Daimler has said it still aims to reduce its stake this year. KFW and EADS declined to comment.
The original plan, reluctantly approved by the Berlin government after a coalition debate last year, was for KfW to buy 7.5 percent from Daimler as a first step. Later, it could buy the economic portion (but not the voting rights) of the 7.5 percent parked with the Daedalus bank consortium — aptly named after the mythological creator of the Minotaur’s labyrinth.
Even the first limited operation proved difficult without putting the pact at risk, according to people familiar with the discussions, and progress has been slower than expected.
After sitting idle during BAE negotiations, doubts over the pact now leave EADS in unexplored territory.
The pact’s members own 45 percent of EADS. Under Dutch law, an individual or consortium with more than 30 percent must bid for the whole company, currently worth 22 billion euros.
That’s unless the shares were acquired before the Dutch bidding rules went into force on October 28, 2007 — so the pact’s current 3-way membership is safe. For the past year the dilemma has been how to let KfW in without upsetting this arrangement.
Then on July 1 this year, after some lobbying, Dutch rules were loosened and a further exemption became available that seemed to favor KfW: anyone joining a consortium that existed before October 2007 law would also be able to avoid a forced bid.
But there was a catch. The new exemption only applies if the new member abandons the right to influence how the consortium should vote. In short, any newcomer to the pact is muzzled.
“It should not be the case that a party entering the pact will gain control over the consortium,” said a partner with a Dutch law firm, speaking like other experts contributing to this article on condition of anonymity to protect future business.
This might not have been a problem as long as KfW was acting as a passive buyer of last resort, stepping in when other industrial buyers such as Siemens had declined to take part.
But the BAE merger flop has added a political twist as Germany becomes increasingly vocal about maintaining parity with France, which has state shares in EADS.
If the logic of parity were applied in full, Berlin would strive for a voting stake of 15 percent, but legal experts say this would bring down the pact. EADS managers would probably welcome the fresh start, but it could also risk months of instability over a group still haunted by past in-fighting.

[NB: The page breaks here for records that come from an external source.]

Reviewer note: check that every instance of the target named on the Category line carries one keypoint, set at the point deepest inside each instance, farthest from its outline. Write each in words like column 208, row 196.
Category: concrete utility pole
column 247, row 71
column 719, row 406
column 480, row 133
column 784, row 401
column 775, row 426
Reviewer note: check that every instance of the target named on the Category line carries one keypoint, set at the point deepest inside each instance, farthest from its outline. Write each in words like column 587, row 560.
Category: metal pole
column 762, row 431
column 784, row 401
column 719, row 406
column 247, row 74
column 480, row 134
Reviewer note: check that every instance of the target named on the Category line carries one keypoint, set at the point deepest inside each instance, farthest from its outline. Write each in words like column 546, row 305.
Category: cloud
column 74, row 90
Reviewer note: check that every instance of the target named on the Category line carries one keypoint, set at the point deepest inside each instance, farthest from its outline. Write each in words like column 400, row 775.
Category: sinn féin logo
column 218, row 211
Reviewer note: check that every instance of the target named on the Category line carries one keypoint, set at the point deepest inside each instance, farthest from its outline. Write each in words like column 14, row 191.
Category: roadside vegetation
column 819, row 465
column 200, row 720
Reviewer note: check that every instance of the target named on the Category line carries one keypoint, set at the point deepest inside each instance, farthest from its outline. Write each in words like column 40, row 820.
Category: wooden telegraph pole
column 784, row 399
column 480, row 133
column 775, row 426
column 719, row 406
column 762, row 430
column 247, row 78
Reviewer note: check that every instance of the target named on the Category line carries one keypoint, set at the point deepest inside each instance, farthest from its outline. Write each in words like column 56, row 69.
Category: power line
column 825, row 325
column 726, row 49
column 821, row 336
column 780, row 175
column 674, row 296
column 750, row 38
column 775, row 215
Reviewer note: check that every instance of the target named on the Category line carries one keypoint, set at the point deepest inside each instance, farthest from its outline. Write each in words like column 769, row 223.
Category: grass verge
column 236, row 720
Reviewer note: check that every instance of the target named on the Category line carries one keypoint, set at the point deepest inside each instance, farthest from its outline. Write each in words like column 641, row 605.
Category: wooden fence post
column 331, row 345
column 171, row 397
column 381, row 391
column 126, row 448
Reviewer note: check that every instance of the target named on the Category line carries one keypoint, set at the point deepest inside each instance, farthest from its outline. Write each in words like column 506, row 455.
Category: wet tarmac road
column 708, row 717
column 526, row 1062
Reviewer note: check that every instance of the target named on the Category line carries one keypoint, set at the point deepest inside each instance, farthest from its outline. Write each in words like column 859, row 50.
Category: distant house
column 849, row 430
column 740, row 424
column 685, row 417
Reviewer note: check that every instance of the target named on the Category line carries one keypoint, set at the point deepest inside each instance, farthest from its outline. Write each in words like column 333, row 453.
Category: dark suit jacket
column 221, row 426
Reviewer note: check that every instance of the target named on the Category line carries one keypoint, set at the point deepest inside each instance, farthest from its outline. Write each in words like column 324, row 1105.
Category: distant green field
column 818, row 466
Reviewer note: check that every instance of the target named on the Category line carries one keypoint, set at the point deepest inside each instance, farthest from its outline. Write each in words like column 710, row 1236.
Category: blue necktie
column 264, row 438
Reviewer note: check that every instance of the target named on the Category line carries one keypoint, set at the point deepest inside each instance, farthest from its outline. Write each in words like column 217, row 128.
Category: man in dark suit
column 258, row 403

Unless a new solution can be found, the legal jigsaw leaves Berlin with a potentially awkward set of choices:
- buy Daimler shares and risk a mandatory bid;
- buy shares from Daimler and enter the protection of the pact but with fewer rights than the French government;
- buy shares on the market but stay outside the pact;
- leave things as they are and risk the prospect that a restless Daimler would eventually decide to sell on the market.
Under the last scenario, the pact would remain intact if Daimler kept 15 percent of EADS. It would collapse automatically once Daimler fell below 10 percent, unless the French government also reduced its stake, thus crossing one of its own red lines.

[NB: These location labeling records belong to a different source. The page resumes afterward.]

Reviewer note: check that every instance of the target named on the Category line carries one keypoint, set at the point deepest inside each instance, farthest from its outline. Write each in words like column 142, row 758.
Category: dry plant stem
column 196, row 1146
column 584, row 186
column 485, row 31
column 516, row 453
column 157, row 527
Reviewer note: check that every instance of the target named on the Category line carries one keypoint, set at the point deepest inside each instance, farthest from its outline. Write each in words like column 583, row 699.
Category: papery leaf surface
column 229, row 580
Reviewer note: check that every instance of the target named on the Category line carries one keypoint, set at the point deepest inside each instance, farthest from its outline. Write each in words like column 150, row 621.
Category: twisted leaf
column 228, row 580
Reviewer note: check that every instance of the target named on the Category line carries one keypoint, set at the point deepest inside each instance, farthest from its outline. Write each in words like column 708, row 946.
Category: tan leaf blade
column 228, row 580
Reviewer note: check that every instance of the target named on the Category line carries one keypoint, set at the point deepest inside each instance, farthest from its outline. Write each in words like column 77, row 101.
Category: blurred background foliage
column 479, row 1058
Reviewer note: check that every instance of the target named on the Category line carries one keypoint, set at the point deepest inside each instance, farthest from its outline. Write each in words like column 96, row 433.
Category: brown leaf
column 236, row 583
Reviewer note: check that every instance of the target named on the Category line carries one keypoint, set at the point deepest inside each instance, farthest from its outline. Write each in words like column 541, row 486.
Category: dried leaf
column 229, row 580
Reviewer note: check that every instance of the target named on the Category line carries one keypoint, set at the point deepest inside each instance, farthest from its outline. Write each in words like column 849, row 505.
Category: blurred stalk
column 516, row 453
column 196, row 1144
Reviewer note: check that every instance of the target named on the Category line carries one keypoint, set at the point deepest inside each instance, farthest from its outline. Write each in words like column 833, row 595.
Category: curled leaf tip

Even if these technical problems could be overcome, there remains another politically sensitive hurdle: members of the pact must agree to a new entrant. Given the bitter atmosphere and recriminations left behind by the failed merger, it remains unclear for now how Paris would greet such a request.

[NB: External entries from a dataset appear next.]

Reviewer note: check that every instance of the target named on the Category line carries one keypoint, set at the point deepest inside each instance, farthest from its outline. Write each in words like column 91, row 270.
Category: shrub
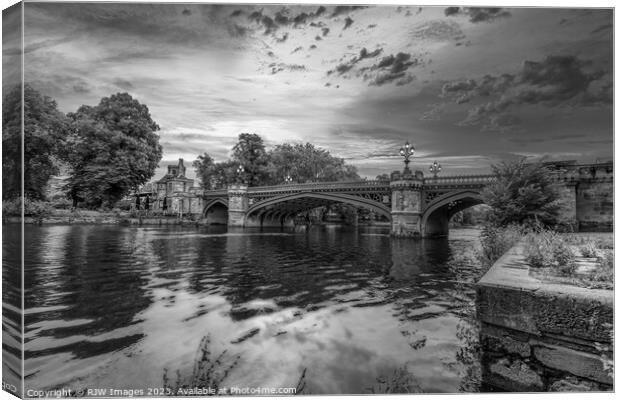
column 32, row 208
column 605, row 269
column 547, row 249
column 61, row 203
column 588, row 249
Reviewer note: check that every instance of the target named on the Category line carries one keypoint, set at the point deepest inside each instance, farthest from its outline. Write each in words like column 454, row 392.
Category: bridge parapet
column 460, row 180
column 319, row 186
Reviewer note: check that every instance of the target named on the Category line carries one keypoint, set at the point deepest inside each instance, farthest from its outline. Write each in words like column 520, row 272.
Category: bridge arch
column 216, row 211
column 291, row 204
column 437, row 214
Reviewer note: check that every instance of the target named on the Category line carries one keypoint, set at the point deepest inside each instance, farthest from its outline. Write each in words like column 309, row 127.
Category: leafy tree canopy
column 250, row 153
column 307, row 163
column 115, row 149
column 524, row 193
column 301, row 162
column 45, row 131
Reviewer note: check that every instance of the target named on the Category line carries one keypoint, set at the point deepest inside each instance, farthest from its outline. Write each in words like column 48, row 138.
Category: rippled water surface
column 110, row 306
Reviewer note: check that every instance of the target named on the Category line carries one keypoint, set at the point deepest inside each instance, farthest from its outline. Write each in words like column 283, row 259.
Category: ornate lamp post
column 435, row 169
column 240, row 171
column 407, row 151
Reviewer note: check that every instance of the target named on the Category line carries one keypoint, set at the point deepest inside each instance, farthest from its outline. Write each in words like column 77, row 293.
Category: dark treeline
column 108, row 149
column 294, row 163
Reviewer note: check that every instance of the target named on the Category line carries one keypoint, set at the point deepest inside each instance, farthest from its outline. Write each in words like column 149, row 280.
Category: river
column 115, row 307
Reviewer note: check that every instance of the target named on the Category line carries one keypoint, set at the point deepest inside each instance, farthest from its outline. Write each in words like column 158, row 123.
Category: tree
column 205, row 168
column 45, row 131
column 523, row 193
column 224, row 173
column 307, row 163
column 115, row 150
column 250, row 153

Added to this is uncertainty over Lagardere’s stake, which it hopes to sell when Airbus finishes its A350 development. Accords between Lagardere and the state are secret but extracts suggest their holding would collapse if either party dropped below one fifth of its capital. Lagardere currently has a third.
The dilemma could accelerate management and market pressure for a new structure for EADS, whose strategic options are seen as curtailed by the tectonic structure of block-shareholdings.
As a first step, market sources say, EADS is expected to step up efforts to find ways to increase its free float.
“For now it is back to the old EADS. It will be interesting to watch Daimler and see what they do,” a sector analyst said.